New York City-based comedian and actor Todd Barry is widely recognized for his roles as the bongo-playing “Third Conchord” on HBO’s Flight of the Conchords and Mickey Rourke’s deli boss in 2009 Oscar winner The Wrestler, and renowned throughout the entertainment industry for his nuanced, measured, and thoroughly original approach to stand-up. Drawing audience members in with his deadpan self-deprecation and ability to pile punchline upon punchline, his decidedly low-key stage persona belies a deeply intelligent, often biting, occasionally absurdist worldview, one lauded by discerning fans who seek a fresh yet honest update to traditional observation and social commentary.
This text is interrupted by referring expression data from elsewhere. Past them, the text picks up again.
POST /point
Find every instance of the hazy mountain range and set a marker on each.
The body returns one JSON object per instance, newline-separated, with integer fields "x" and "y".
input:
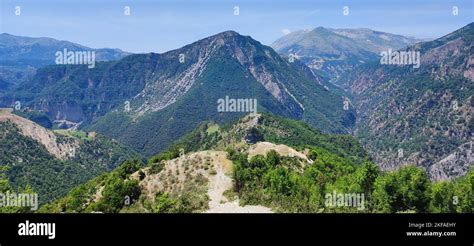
{"x": 21, "y": 56}
{"x": 325, "y": 103}
{"x": 331, "y": 52}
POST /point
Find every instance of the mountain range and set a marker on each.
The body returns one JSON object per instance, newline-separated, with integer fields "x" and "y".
{"x": 329, "y": 117}
{"x": 425, "y": 112}
{"x": 22, "y": 56}
{"x": 331, "y": 52}
{"x": 168, "y": 96}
Boasting multiple stand-up appearances on The Late Show with David Letterman, Late Night with Conan O’Brien, Jimmy Kimmel Live!, and two Comedy Central Presents specials, and his latest one hour Comedy Central special Super Crazy. Todd’s resume also includes such hit TV shows as Louie, Delocated, Bored to Death, Tim and Eric, Chappelle’s Show, Sex and the City, and even Sesame Street. Among his additional feature-film highlights are Todd Phillips’s Road Trip, Louis CK’s Pootie Tang, and Mitch Hedberg’s Los Enchiladas. You can see him soon at Sigourney Weaver’s right hand man in Amy Heckerling’s Vamps, and as Paul Rudd’s co-worker in David Wain’s Wanderlust. Internationally he has performed at the Edinburgh Festival Fringe, the Melbourne International Comedy Festival, Montreal’s Just For Laughs Festival, the Vancouver International Comedy Festival, and Kilkenny, Ireland’s Cat Laughs Festival.
Todd has been heard on both The Howard Stern Show and The Bob & Tom Show, and his albums Medium Energy, Falling Off the Bone, and From Heaven are available from Comedy Central Records, Amazon and iTunes. He has earned the U.S. Comedy Arts Festival’s Jury Award, praise from Ricky Gervais as one of the best comedians of 2009, and accolades from The Onion’s A.V. Club, which declared Medium Energy one of the best comedy albums of the decade.
Todd was the subject of a recent New York Times Arts section cover story, which referred to him as a “master of standup” and noted “when it comes to live performance, few comics are more consistently funny.”